この故事成語を批判する人もいるかもしれませんが、自分はそんなに批判的には見ていません。最終的に自身の手元から離して、自分の力で事をなして貰おうと考えるにおいて、精神が未熟な場合であったり、何が何でも下克上という精神がなかったりする場合、おおよそ鶏口牛後の故事成語のように、生徒の進路指導を促す場合があります。
私は、しがない田舎の中学校に進学し、学年トップ3を争うメンバーに与していました。中学受験は塾の先生の意向によって行わず(まさに鶏口牛後の進路指導)、学校でトップクラスであるという時期を3年間経験しました(井の中の蛙です)。私には、勉強が好きという以外のモチベーションがなく、それで負けては折れるという精神的未熟さによる判断だったと思いますが、英断だったと今になってみれば思います。たとえ合格しても、気持ちが折れては意味をなさず、学年で中くらいの成績で宙ぶらりんになるくらいなら、田舎のしがない中学でトップくらいでちょうど良かったのです。

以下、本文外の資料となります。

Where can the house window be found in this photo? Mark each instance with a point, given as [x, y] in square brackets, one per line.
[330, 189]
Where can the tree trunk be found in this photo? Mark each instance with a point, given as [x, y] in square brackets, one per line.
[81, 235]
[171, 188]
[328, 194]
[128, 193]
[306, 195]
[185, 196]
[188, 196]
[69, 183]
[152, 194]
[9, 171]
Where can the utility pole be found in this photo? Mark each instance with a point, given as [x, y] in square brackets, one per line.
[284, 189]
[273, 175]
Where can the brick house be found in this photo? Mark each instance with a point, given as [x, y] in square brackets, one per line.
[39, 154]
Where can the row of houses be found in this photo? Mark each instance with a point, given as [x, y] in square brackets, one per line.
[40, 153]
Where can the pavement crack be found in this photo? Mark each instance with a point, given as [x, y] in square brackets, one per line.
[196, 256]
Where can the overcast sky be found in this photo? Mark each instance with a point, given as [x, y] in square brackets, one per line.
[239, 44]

もちろん、高校になって成績は奮いませんでした。しかし、その時には自分を割と客観的に見る能力が育っており、「私の立ち位置はかつてここではなかった。だから、今取り戻さなければならない。」と奮起できたのも、鶏口牛後の経験からのことでした。相当頑張りました。いや、頑張れたというのが正しいです。絶対的にトップグループであるためには、学習内容をどのように支配すれば良いのかを知っていたという経験、理解っていうのはどの程度の感覚をいうのか、ということや、しっくりくる学習方法を自分の中に編み出しており、だからこそ一気に自力で努力しきることができました。

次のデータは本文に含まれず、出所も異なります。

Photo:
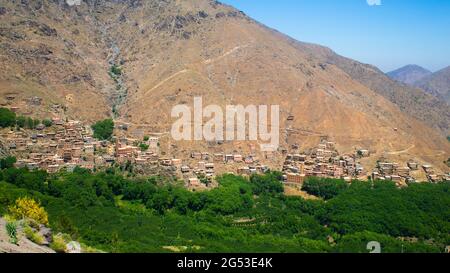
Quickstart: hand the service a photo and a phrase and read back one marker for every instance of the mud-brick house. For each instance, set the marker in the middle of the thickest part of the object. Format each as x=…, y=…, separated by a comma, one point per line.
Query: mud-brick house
x=238, y=158
x=295, y=178
x=413, y=165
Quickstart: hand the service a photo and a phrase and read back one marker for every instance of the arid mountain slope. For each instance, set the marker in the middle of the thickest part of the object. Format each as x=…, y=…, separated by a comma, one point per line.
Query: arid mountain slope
x=173, y=50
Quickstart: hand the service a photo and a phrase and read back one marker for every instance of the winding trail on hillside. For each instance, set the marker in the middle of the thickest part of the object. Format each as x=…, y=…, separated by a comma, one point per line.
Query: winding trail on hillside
x=206, y=62
x=403, y=151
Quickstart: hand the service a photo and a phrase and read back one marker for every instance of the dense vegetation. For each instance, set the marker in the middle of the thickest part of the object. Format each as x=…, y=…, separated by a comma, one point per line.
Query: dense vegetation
x=103, y=130
x=113, y=213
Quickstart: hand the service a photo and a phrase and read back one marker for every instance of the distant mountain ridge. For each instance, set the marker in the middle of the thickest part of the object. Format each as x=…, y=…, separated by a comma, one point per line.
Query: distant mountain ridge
x=409, y=74
x=437, y=84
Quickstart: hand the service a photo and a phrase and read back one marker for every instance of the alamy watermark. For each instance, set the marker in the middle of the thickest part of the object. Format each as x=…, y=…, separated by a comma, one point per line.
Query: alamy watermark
x=239, y=123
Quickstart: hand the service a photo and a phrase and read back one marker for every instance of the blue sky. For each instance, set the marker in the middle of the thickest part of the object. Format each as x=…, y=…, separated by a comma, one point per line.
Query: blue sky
x=390, y=35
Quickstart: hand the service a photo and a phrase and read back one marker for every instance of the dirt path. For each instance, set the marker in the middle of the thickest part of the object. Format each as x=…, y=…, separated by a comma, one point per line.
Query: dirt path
x=402, y=152
x=24, y=245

一度は何かを完璧に支配していたという成功体験って、必ずその後の学習方法を作っていくものです。人はどこからでも奮起して努力できます。しかし、成功体験がどうしても要ります。それは、受験をする際に、何一つ分からないという状況から始める時に、リーサル・ウエポンに取り組んだ彼らが数学を好きになっていくプロセスと似ていて、何かを理解したと頭で判断し、これが理解したっていう次元なのか〜って分かる、そんな経験から、その感覚に全教科を近づけていくような努力があったから、彼らもそのように努力ができました。
鶏口牛後は、学校単体での位置付けという点でも、取り組む問題集のレベルという面でも、案外有益な視点だと言えます。もちろん、優秀で持て余している子は、どんどん上を目指しましょう。あくまでも、意識や能力にぐらつき、不安、不足がある場合に限った話です。